Trois hommes se lèvent dans la première rangée et arrive sur scène pour rejoindre la chanteuse (Hala Omran) qui sort de la noirceur. Deux musiciens et un danseur (Ali Chahrour) composeront le groupe qui entamera ce rituel épuisant.

Chants déchirants, danses cryptées, rythmes séculaires ; la puissance salvatrice du rituel funéraire éclate. Ultime œuvre d’une trilogie autour de la mort et de ses rites, May He Rise and Smell the Fragrance confère une dimension anthropologique à l’histoire intime. S’adressant d’abord au peuple libanais, le chorégraphe plonge dans les mythes arabes à travers les rituels chiites. Le titre réfère à Ishtar, divinité de la culture mésopotamienne descendant aux Enfers. Une musique provoque un état de transe chez les spectateurs comme chez la déesse, dont l‘émancipation passe par une incommensurable affliction. Dans un monde en guerre perpétuelle, les hommes meurent, les femmes les pleurent : leurs larmes et leurs cris percent la nuit. Pour l’éternité.
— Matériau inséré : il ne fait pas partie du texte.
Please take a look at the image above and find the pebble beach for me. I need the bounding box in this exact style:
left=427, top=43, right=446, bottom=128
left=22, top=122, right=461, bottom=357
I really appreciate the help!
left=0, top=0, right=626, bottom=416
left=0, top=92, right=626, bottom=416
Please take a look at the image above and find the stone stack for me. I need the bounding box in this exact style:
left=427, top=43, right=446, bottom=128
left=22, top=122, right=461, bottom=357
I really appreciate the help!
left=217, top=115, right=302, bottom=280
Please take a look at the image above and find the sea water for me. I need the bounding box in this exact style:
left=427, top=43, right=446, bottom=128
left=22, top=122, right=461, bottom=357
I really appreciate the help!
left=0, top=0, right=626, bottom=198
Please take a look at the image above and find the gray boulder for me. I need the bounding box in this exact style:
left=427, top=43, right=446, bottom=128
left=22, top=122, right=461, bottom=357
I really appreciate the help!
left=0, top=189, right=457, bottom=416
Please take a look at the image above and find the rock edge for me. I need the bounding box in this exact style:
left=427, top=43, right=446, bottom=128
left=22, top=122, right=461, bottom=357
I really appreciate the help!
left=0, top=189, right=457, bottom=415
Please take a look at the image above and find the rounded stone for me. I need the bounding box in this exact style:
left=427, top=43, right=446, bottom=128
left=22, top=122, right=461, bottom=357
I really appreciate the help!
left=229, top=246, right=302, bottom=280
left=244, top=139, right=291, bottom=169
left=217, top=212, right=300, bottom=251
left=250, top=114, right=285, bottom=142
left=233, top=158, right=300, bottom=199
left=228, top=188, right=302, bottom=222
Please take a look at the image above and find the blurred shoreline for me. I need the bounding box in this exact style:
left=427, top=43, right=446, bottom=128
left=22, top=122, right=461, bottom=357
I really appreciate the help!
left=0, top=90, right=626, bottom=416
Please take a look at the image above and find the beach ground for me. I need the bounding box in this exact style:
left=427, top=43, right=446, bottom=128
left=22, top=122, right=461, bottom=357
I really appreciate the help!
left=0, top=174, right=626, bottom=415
Bien que le deuil soit quelque chose d’universel, il est vécu bien différemment selon les cultures. En général, dans la culture occidentale nord-américaine, elle est vécue en silence et dans la plus grande retenue. Chez les peuples de la méditérannée et du Moyen-Orient, c’est l’opposé : les chants sont libérateurs et viscéraux, les danses, transcendantales. Les rituels permettent de se reconnecter à notre spiritualité et d’ouvrir une porte entre ce qui est humain et ce qui est sacré.

Comme stipulé dans le programme, le spectacle d’Ali Chahrour s’adresse d’abord au peuple libanais. Bien que certains référents puissent nous manquer, cela ne nous empêche pas de nous connecter à la tragédie qui s’abat sur les humains quand ielles perdent des êtres chers. Le chant, la danse et la musique composent ici un trio indissociable dans lequel les interprètes se donnent jusqu’au bout. Les images se construisent et se déconstruisent, les fragments qu’il reste d’une image se recomposent en une nouvelle. On regrettera simplement ne pas avoir assez accès aux paroles chantées, qui pourraient nous donner un peu plus de matière pour compléter la part très émotive du spectacle.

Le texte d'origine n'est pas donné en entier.